Doubleday, pounds 16.99

The book world's ruling class, considering itself in general too smart for cult fiction, recognises the existence of only one humourous fantasist at a time. Douglas Adams received the nod in the early 1980s, and it is currently permissible to find Terry Pratchett mildly amusing, provided one is careful to despise his readers. Robert Rankin, author of 17 deeply strange novels, has yet to receive his Backstage Pass; of course, having his own fan club, members of which are entitled to "a coveted Sproutlore badge", probably doesn't help.

Rankin is, frankly, an art-school weirdo. His books are not affectionate pastiches or clever exercises in genre-bending. To read two or three Rankins is to become convinced that he doesn't write like this because he is methodically exploiting a niche in the market; he writes like this because the tablets aren't working.

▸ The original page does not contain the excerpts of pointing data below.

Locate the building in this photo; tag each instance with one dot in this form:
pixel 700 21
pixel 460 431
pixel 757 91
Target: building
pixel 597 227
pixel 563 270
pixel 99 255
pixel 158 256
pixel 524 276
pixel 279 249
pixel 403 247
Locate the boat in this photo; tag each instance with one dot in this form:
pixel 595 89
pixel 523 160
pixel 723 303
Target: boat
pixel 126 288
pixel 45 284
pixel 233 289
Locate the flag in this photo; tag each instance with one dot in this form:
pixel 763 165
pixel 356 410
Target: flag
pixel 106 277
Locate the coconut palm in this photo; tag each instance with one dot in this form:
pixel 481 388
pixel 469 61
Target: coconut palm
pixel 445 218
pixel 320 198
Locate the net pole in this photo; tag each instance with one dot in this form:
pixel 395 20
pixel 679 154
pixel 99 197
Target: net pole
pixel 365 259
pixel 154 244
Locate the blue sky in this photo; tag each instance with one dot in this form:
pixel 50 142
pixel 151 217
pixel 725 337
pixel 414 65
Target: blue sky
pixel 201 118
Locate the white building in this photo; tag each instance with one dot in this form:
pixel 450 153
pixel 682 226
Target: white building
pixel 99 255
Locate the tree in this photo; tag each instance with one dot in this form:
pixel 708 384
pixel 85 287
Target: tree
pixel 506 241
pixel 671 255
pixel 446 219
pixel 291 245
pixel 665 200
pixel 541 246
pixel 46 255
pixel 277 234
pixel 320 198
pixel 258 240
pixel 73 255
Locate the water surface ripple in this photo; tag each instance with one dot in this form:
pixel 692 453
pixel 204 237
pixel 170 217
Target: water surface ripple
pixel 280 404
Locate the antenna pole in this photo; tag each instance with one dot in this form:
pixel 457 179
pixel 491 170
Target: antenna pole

His plots, such as they are, do not submit gracefully to precis. They usually concern reluctant heroes saving the world from the forces of evil. In Voodoo Handbag, easily his best-written work to date, the evil is supplied by Necrosoft, a monopolistic computer company.

But nobody reads Rankin for the plot. We read him for his exuberant salmagundi of old jokes, myths urban and otherwise, catchphrases, liberatingly crazy ideas, running gags, recurring characters and locations, unreliable autobiographical anecdotes, and not forgetting the now legendary "load of old toot".

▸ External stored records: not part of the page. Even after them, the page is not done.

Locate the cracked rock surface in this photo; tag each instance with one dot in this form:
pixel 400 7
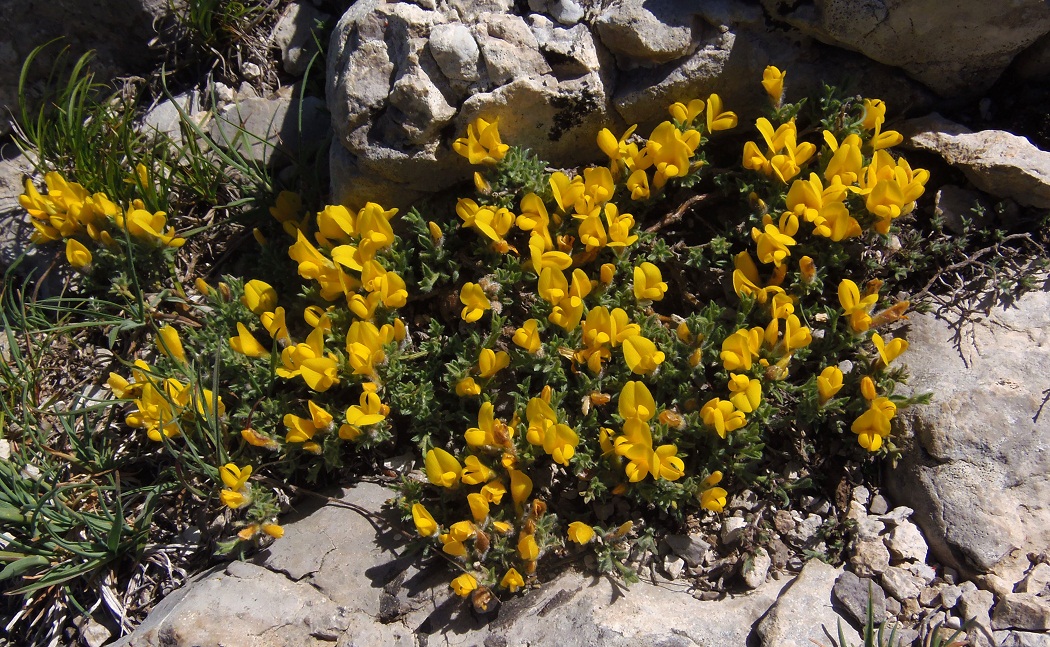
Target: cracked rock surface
pixel 978 473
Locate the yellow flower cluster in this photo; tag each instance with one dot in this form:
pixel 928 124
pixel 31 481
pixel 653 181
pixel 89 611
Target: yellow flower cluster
pixel 857 166
pixel 67 211
pixel 854 166
pixel 343 263
pixel 637 408
pixel 162 403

He wears his influences on his sleeve: Forteanism, absurdism, conspiracy theory, Spike Milligan and Flann O'Brien, and the entire span of pop, pulp and pub culture. His books are constructed rather like poems or song lyrics, strong on rhythm, echo, cadence and cascade (oh no, wait a minute - that's an old King Crimson track).

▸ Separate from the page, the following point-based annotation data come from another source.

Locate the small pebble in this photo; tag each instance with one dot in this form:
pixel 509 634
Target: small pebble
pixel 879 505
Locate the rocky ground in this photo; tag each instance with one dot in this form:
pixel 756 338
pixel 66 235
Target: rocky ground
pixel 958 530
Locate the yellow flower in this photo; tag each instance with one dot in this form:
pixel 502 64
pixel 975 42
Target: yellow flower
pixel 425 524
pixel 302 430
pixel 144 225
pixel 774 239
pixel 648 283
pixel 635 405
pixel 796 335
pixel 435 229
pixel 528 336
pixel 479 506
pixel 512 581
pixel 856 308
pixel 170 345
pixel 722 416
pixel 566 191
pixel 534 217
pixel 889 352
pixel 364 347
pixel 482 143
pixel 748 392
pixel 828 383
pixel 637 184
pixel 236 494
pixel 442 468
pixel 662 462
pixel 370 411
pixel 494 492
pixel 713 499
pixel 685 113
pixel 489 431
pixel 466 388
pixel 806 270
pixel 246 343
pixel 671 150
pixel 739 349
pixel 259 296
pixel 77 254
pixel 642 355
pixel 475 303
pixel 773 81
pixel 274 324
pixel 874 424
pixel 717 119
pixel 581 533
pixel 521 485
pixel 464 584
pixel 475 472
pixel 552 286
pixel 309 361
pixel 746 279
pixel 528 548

His approach is picaresque, yet curiously driven. He's capable of lacing his fun with genuinely chilling episodes and insights. As with any great humorist, you can never be entirely sure which bits he himself thinks are funny and which he thinks are frightening.

The juxtaposition of the mundane and the fantastic in Rankin's universe is subtle and skilful. Everything and everyone he creates is skew-whiff; he is happy to employ a cliche but only after he's duffed it up a bit. His principal characters are ostensibly everyman types, who juggle the demanding role of rescuing humanity with their other priorities: winning darts tournaments and tending allotments. But in Rankin, as in life, ordinariness is invariably illusory.

He is an author best read in large doses. His impressively individual style means that he becomes funnier the more you read him. Rankin is so loved by his audience because, even more than Pratchett, he writes as one of us - a reader, a fan; the self-styled "teller of tall tales", unimpressed by conventional hierarchies of significance and triviality, at his happiest tipsy in the snug, sharing a pocketful of weird odds and sods with a bunch of like-minded eclectics.